The hand gestures that decisively define the relationships between the figures are particularly striking: a provocatively extended little finger, the demonstrative middle finger, a protective and a teasing hand, tickling under the chin, a rough embrace, a hold. Like invisible threads, lines of connection weave through the image—in an attempt to establish kinship in Haraway's sense—and shape the narrative. You are Someone like You (2023) shows two people in front of a public square with a fountain. A parasol provides them with shade. They are facing each other, but again they are not looking at each other. One of the two, wearing an ornamented green shirt, looks out of the picture plane at the viewer. The right arm is clumsily, almost roughly wrapped around the shoulders of the person in red to their right, holding their head with their hand, pressing against it, clinging. The left arm hangs down, hand spread away from the body and, quite incidentally, lays itself protectively and dominatingly over the head of the person sitting on the steps in the background—subtle compositional lines that tell of social, asymmetrical relationships and power relations.

Playing games of string figures is about giving and receiving patterns, dropping threads and failing but sometimes finding something that works, something consequential and maybe even beautiful, that wasn’t there before, of relaying connections that matter, of telling stories in hand upon hand, digit upon digit, attachment site upon attachment site, to craft conditions for finite flourishing on terra, on earth. – Haraway, p. 10.

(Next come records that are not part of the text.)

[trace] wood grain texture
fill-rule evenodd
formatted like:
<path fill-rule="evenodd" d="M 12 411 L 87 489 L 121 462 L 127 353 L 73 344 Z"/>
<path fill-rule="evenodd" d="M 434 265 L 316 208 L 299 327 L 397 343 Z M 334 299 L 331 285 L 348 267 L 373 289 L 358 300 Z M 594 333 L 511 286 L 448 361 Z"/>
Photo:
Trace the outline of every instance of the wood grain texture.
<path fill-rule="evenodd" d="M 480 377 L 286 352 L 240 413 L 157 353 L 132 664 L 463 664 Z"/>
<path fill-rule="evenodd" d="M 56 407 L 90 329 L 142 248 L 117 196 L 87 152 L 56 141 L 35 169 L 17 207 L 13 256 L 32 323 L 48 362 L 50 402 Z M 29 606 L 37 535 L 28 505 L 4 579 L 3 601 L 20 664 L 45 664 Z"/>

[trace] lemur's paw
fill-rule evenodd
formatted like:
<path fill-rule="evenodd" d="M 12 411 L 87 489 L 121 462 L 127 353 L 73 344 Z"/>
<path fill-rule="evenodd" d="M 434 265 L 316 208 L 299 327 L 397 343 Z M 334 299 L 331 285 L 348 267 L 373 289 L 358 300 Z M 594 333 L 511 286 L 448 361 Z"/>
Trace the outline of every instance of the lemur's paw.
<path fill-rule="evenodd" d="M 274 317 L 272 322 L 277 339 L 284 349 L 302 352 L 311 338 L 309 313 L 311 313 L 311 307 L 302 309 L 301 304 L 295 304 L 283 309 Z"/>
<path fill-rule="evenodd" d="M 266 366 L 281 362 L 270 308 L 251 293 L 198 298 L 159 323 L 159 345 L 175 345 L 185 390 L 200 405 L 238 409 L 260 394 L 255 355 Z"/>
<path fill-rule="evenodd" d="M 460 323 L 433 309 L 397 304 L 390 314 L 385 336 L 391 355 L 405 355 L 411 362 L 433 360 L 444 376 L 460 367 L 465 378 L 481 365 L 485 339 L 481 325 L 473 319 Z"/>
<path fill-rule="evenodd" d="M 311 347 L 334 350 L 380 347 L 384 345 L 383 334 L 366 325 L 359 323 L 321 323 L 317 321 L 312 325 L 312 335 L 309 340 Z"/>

De Verteuil's allegorical oil paintings refer to the fundamental need for connection, love and affection—with all the disappointments, insecurities, destructive potentials, and tensions that, through the exaggerated staging, here and there deliberately tip over into the absurd and transcendent. In some cases, the portraits and scenes leave earthly realms and are exaggerated—in reference to early Gothic iconographic painting—into depictions of saints. In 12 Chelsea (Rainbow) (2023), the lower part of the painting depicts an everyday situation of the artist's family in Trinidad in the sunny backyard—two children playing, one climbing on the mother's back, the other running across the lush green lawn, the father lost in thought, spreading his arms, ready to fly. Above them, encircled by a rainbow, the Holy Family keeps watch.

And the dreams that you dream of once in a lullaby.

Text: Miriam Bettin

Copyright the artist; Sies + Höke, Düsseldorf; Caprii, Düsseldorf; Photo Tino Kukulies, Düsseldorf
Copyright the artist; Sies + Höke, Düsseldorf; Caprii, Düsseldorf; Photo Tino Kukulies, Düsseldorf

About Justin de Verteuil

Justin de Verteuil (b.1990) is a Düsseldorf-based artist whose figurative paintings capture situations emblematic of contemporary and timeless phenomena.